Purdue Pharma, the company best known for fueling the opioid crisis by misleadingly marketing the infamous painkiller OxyContin, received approval on Wednesday for a new auto-injector device used to reverse opioid overdoses.
The announcement represents the latest in a string of recent approvals for products that use nalmefene, essentially a more powerful version of its better-known chemical cousin, naloxone.
The Food and Drug Administration’s approval of Zurnai, as the device is known, also underscores Purdue’s continued effort to play a role in the nationwide response to the opioid crisis.
“The FDA remains focused on broadening access to opioid overdose reversal agents, including naloxone and nalmefene,” Robert Califf, the agency’s commissioner, said in a statement. “Today’s approval adds a new nalmefene product and route of administration to support greater options for opioid overdose reversal.”
The approval is likely to spark anger on multiple fronts.
Primarily, amid the overdose epidemic, Purdue is viewed as a national villain. Its questionable marketing tactics for OxyContin, in particular, are blamed for turbocharging, beginning in the late 1990s, a wave of opioid addiction. The company and its founders and owners, the Sackler family, have been the subject not only of countless lawsuits but also major books and TV shows.
Many corners of the addiction advocacy community view Purdue with immense suspicion, and resent the company’s attempts to play a role in addressing a crisis it helped create. In its statement, the company noted that it plans to sell Zurnai at cost, and that it also doesn’t turn a profit on its existing nalmefene drug, which is used in hospital settings.

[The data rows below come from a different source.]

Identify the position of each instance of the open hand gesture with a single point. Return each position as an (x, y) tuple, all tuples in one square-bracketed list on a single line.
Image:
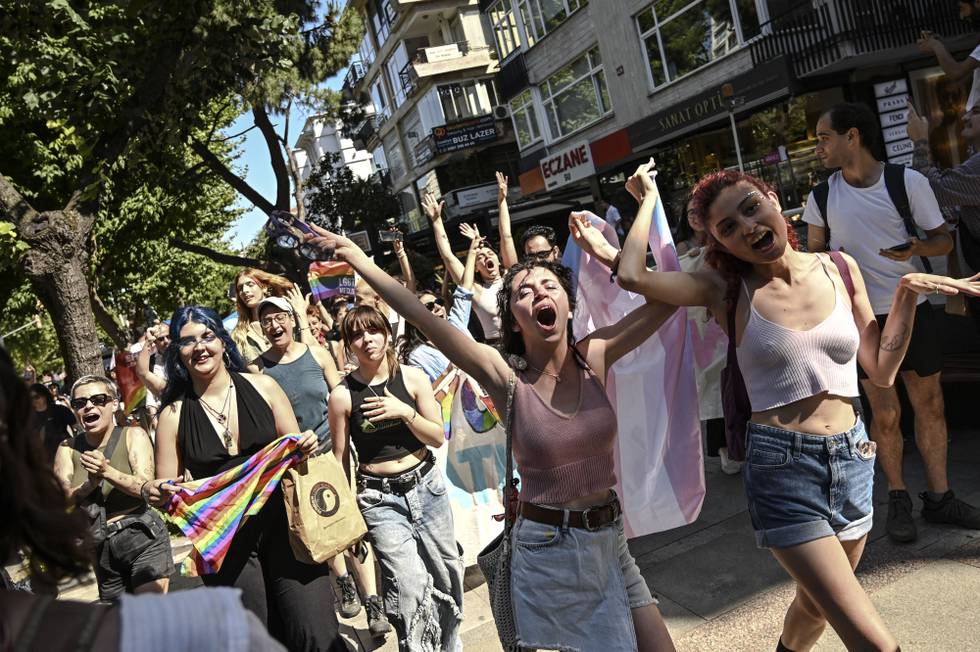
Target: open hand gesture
[(641, 182), (432, 208), (501, 187)]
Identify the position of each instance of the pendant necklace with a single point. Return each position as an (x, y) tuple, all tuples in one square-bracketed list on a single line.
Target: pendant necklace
[(222, 416)]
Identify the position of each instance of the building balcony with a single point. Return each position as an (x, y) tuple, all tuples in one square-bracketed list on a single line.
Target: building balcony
[(440, 59), (354, 75), (825, 39)]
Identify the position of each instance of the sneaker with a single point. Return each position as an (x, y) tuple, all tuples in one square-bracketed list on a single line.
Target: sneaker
[(899, 525), (377, 621), (728, 465), (350, 604), (950, 510)]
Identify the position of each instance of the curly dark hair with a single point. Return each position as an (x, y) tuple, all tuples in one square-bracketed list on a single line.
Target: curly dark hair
[(537, 230), (511, 342), (33, 507), (703, 196)]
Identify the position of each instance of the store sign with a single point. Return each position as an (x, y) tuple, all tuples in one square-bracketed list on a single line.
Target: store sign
[(893, 112), (462, 135), (762, 83), (568, 165)]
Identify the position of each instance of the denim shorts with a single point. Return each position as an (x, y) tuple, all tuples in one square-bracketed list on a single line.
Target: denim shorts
[(804, 487), (573, 589)]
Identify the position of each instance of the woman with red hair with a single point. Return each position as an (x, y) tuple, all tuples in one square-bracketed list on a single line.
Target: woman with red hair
[(801, 323)]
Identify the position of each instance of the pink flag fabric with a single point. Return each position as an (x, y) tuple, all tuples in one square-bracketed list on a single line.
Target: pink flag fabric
[(659, 462)]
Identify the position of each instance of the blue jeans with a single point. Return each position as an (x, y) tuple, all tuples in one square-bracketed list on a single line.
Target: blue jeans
[(421, 570), (804, 487)]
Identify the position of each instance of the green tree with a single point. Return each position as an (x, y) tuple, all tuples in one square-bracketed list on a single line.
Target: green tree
[(98, 96)]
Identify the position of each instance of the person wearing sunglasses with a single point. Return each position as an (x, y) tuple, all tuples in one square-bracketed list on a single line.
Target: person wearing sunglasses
[(414, 348), (102, 470)]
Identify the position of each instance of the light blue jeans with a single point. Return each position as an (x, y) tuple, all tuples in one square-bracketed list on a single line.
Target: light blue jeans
[(421, 570)]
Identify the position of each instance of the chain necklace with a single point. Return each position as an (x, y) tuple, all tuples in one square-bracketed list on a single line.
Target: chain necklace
[(557, 377), (222, 415)]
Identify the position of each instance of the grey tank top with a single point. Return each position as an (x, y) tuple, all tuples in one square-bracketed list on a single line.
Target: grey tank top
[(307, 390)]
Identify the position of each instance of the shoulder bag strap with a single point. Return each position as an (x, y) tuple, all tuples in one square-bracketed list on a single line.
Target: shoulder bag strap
[(895, 185), (510, 487), (845, 271), (820, 194)]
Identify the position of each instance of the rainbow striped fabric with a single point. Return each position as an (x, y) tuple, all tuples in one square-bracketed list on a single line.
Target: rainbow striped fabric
[(209, 511)]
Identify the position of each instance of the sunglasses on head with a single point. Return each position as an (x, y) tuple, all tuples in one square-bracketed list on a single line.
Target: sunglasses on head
[(98, 400)]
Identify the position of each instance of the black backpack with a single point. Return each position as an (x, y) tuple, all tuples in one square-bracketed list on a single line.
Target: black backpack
[(895, 185)]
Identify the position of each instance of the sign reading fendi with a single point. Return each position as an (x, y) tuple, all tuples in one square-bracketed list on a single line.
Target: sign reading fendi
[(468, 133), (567, 165)]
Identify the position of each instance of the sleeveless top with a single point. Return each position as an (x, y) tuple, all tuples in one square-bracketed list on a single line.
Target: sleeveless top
[(201, 447), (307, 391), (385, 440), (485, 308), (781, 365), (116, 501), (563, 456)]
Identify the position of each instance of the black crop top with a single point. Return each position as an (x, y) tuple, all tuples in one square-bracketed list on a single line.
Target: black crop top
[(386, 440), (202, 449)]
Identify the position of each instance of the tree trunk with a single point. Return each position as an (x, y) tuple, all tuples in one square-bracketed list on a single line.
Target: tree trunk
[(56, 270)]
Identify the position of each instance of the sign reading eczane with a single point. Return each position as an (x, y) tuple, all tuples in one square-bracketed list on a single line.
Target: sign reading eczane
[(568, 165)]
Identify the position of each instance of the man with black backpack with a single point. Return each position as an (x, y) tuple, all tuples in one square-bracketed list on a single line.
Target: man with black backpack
[(873, 211)]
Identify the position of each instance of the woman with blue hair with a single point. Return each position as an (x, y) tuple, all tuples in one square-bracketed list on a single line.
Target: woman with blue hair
[(213, 417)]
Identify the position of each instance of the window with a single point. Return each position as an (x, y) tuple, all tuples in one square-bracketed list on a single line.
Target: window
[(576, 95), (505, 32), (525, 118), (543, 16), (467, 99), (678, 41)]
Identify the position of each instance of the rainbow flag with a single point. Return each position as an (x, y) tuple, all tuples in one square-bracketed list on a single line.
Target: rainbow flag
[(330, 278), (209, 511)]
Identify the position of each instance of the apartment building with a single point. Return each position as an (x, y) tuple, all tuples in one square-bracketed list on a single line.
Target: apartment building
[(425, 74), (592, 87), (322, 136)]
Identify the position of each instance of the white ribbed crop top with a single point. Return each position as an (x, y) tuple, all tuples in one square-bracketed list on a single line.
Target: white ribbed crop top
[(780, 365)]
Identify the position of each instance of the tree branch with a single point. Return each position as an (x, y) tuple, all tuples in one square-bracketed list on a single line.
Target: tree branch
[(105, 319), (275, 156), (226, 259), (240, 185)]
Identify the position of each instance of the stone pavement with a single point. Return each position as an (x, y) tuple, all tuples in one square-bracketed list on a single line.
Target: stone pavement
[(719, 592)]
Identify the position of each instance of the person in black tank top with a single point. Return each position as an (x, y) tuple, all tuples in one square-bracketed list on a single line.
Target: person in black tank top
[(212, 418), (389, 416)]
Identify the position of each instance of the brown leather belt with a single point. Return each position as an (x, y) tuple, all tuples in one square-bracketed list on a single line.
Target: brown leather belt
[(591, 519)]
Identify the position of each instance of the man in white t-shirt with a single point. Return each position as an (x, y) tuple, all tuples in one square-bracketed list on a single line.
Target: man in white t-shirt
[(864, 221), (958, 70)]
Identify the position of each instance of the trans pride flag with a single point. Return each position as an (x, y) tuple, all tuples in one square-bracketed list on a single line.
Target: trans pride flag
[(209, 511), (659, 463)]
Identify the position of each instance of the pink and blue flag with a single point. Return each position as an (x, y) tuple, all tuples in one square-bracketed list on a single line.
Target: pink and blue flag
[(659, 463), (209, 511)]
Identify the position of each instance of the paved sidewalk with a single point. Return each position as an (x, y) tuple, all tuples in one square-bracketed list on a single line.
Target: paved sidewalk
[(718, 592)]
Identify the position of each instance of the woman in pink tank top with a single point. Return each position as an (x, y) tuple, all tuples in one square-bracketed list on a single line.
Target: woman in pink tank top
[(575, 585), (799, 335)]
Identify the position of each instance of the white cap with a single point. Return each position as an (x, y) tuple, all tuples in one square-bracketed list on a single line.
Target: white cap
[(278, 302)]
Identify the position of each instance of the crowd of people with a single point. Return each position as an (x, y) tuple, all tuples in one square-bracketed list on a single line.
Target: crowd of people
[(354, 375)]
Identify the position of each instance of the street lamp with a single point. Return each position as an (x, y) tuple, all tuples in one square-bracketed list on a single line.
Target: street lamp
[(733, 101)]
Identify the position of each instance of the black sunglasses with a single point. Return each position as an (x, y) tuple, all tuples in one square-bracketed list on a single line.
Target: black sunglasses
[(98, 400)]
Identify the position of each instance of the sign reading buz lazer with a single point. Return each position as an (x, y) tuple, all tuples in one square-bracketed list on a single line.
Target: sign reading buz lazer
[(468, 133), (567, 165)]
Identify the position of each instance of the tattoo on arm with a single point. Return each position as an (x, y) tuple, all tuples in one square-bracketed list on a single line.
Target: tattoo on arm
[(897, 341)]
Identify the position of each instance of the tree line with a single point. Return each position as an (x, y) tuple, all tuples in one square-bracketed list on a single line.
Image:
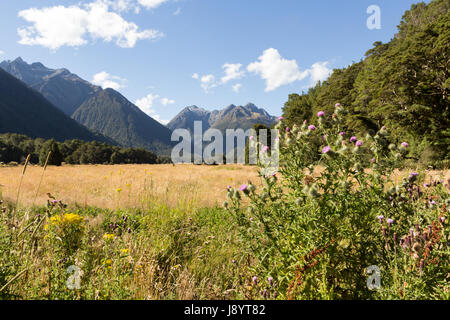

“Zurnai can be an important new tool to save lives in critical moments,” Craig Landau, the company’s president, said in a statement. “We are committed to delivering solutions to help address the opioid overdose crisis and are working to provide Zurnai at no profit to the company.”
Second, the FDA’s approval comes amid a broader debate about the strength of overdose-reversal medications like naloxone and, more recently, nalmefene.
As fentanyl has overtaken heroin and prescription opioids as the main driver of overdose deaths, overdose responders have reported that victims are slower to respond to standard doses of naloxone. Some first responders and harm reduction groups have responded by incorporating new techniques into their protocol, like rescue breathing. Others have simply administered more doses of cheap, injectable naloxone or even higher-priced nasal spray products like Narcan.
But the perceived need for larger naloxone doses has also sparked what many public health experts view as a needless pharmaceutical industry arms race. In the past decade, roughly a half-dozen companies rushed to develop high-dose, mechanically complex versions of naloxone that they can sell for hundreds or even thousands of dollars.
It is unclear whether the high-dose products are more effective. But the way they work — by out-competing opioid molecules in a battle for access to brain receptors — is known to induce severe withdrawal. People recently revived from overdose, in turn, are often likely to leave the care of hospitals or first responders if their symptoms are ignored. More critically, they’re prone to use again in an attempt to stave off those withdrawal symptoms, risking overdose and potentially death.
Nalmefene, though it works similarly, is far more potent than naloxone. Many harm-reduction groups have expressed skepticism that the medication is more effective at reversing overdoses and warn that the harms of inducing more severe withdrawal could still outweigh any potential benefits.
The FDA’s decision also comes amid continued controversy surrounding Purdue and the Sackler family, which still owns the Connecticut-based company.
In June, the Supreme Court struck down a settlement agreement between Purdue and dozens of states and local governments that would have seen the Sacklers pay out as much as $6 billion.
The agreement would have allowed Purdue to emerge from bankruptcy as a restructured company whose profits would be used for addiction treatment and prevention. But it was mostly notable because it granted the Sacklers immunity from civil lawsuits stemming from the company’s role in the opioid crisis. In a 5-4 decision that transcended the justices’ political ideology, the court ruled that bankruptcy law has no mechanism for granting immunity from civil lawsuits.